Seit mittlerweile zehn Jahren sind die Parteien in Belgien gesetzlich dazu verpflichtet, ihre Wahlversprechen durchrechnen zu lassen. Diese Aufgabe übernimmt das föderale Planbüro, also die unabhängige öffentliche Einrichtung, die sich auch sonst mit Wirtschaftsprognosen befasst und mit der Analyse von politischen Maßnahmen.
Durch die Analyse der Wahlversprechen sollen den Bürgern auf neutrale und objektive Weise Zahlen an die Hand gegeben werden, mit denen sie dann mit den Politikern in Diskussion und Dialog treten können, erklärt Baudouin Regout, der Leiter des Planbüros, in der RTBF.
Die Hoffnung sei, dass sich alle Akteure der demokratischen Debatte der Zahlen des Planbüros bedienten – und den Wählern so die Entscheidung an der Urne erleichterten. Um wirklich eine qualifizierte Entscheidung treffen zu können, sollten sich besagte Wähler allerdings verschiedene Punkte bewusst machen. Das Planbüro hat nicht alle und nicht die kompletten Wahlprogramme durchgerechnet: Jede im föderalen Parlament vertretene Partei durfte maximal 30 Maßnahmen einreichen.
Gegebenenfalls enthalten die Wahlprogramme also weitere Maßnahmen, die hier nicht mit einberechnet sind, oder Maßnahmen, die die Parteien bisher einfach noch nicht auf den Tisch legen wollten, wie Bart Hertveldt vom Planbüro in der VRT erklärt.
Ein weiterer wichtiger Punkt ist, dass das Planbüro ausschließlich solche Maßnahmen beziffert, die seiner Meinung nach auch zu beziffern sind. Maßnahmen, deren Auswirkungen nicht oder nur sehr schwierig in konkreten Zahlen auszudrücken sind, fallen raus, genauso wie alle Maßnahmen, die nach aktueller Gesetzeslage gegen nationales, europäisches oder internationales Recht verstoßen würden.
Diese beiden Einschränkungen haben dazu geführt, dass bestimmte Wahlversprechen des rechtsextremen Vlaams Belang und der linksextremen PTB ebenfalls nicht berücksichtigt worden sind. Deswegen haben beide Parteien bereits im Vorfeld die Berechnungen des Planbüros abgelehnt.

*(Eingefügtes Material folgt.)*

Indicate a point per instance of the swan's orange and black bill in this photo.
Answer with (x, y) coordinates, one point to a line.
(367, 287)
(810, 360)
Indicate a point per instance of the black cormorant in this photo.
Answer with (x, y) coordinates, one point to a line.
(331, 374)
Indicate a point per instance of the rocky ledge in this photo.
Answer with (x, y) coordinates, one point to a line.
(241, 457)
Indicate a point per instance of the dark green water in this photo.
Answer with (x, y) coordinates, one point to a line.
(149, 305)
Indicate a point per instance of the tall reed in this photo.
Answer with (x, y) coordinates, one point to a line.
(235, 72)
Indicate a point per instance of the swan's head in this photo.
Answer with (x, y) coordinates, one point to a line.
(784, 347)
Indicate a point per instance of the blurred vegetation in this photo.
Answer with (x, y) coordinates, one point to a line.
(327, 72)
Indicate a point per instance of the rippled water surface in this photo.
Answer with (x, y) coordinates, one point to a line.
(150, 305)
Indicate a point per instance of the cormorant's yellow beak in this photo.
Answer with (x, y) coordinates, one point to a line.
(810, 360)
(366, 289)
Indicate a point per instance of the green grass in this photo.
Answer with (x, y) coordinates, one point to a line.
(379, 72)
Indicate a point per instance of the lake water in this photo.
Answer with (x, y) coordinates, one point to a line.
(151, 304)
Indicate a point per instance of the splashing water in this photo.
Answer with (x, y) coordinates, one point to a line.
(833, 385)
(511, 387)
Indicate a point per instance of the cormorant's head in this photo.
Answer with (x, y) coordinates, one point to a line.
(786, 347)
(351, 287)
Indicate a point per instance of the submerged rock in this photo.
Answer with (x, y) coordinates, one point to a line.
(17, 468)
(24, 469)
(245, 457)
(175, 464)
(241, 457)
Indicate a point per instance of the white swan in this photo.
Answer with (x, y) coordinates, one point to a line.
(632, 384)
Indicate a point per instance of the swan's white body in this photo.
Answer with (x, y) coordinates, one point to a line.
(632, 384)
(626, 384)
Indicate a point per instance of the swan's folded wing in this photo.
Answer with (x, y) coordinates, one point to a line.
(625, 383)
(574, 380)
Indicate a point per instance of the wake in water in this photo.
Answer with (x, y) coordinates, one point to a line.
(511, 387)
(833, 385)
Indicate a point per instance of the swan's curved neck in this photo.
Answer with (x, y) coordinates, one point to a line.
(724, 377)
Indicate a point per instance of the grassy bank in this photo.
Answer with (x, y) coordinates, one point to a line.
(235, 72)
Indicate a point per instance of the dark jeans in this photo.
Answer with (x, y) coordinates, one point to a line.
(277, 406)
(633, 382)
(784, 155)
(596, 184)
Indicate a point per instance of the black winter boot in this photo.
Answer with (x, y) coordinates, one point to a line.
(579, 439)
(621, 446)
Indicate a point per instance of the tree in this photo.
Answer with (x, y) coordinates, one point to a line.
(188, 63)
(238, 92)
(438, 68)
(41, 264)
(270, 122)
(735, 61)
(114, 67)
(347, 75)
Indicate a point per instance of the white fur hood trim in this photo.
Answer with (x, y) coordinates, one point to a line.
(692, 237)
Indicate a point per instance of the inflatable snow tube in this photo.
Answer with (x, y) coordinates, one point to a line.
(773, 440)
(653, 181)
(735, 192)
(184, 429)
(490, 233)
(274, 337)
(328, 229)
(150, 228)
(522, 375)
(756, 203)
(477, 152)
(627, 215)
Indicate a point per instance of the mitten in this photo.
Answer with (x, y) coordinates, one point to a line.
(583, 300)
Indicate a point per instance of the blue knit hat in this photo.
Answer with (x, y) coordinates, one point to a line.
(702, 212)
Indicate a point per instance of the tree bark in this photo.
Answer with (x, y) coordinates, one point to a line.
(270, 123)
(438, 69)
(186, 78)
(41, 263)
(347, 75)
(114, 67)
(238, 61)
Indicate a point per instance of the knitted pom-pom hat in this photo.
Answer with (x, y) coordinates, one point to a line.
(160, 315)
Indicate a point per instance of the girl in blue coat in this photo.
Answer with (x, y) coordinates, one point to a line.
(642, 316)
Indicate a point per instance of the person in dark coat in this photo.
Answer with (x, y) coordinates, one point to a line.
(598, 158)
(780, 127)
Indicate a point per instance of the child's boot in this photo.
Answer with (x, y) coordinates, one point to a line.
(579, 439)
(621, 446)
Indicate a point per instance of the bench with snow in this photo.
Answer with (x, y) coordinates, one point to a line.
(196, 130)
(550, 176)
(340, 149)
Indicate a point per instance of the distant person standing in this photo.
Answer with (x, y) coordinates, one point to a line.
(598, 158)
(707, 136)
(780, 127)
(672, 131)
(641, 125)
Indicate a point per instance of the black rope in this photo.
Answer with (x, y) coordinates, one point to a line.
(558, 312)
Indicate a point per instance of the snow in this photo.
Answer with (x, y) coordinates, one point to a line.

Insgesamt ist das Planbüro aber sehr zufrieden, was die Vorbereitung der Maßnahmen-Dossiers durch die Parteien angeht, wie Hertveldt betont: Die Entwicklung gehe in die richtige Richtung, man müsse von einer klaren Verbesserung sprechen im Vergleich zur ersten Wahlversprechen-Analyse von 2019. Die aktuelle Analyse sei also sicher realistischer als beim letzten Mal.
Jetzt kann man sich natürlich vorstellen, dass diese Analyse bei zwölf Parteien und jeweils bis zu 30 Maßnahmen entsprechend ausführlich ausgefallen ist – so wie man es vom föderalen Planbüro schließlich auch nicht anders erwarten würde. Allein die Ergebnisse werden in jeweils neun Hauptpunkte unterteilt, die sich noch mal in insgesamt 25 weitere Unterpunkte verzweigen, das Ganze mit Grafiken, Tabellen und weiteren Erläuterungen.
Kurz gesagt: Zahlen-Interessierte können sich auf der frei zugänglichen Analyse-Webseite garantiert für sehr viele Stunden oder gar Tage beschäftigen.
Aufhorchen lässt aber in jedem Fall schon mal ein Befund: Die meisten Parteien würden mit ihren Maßnahmen theoretisch das Haushaltssaldo verbessern, so Baudouin Regout. Aber keine einzige Partei würde es schaffen, mit ihren eingereichten Maßnahmen den belgischen Haushalt wieder so in die Spur zu bekommen, dass er den EU-Budgetregeln genügen würde. Nach denen darf das Haushaltsdefizit ja nur drei Prozent des Bruttoinlandsproduktes betragen.
Hinzu kommt aber sowieso noch die Tatsache, dass es extrem unwahrscheinlich ist, dass die nächste Regierung aus irgendetwas anderem als einer wie auch immer gearteten Koalition bestehen wird. Wir werden es sowieso mit einem Maßnahmen-Mix zu tun bekommen. Und dann gibt es ja auch noch das zynische geflügelte Wort, dass sich die Wörter "Wahlversprechen" und "brechen" sicher nicht ohne Grund reimen.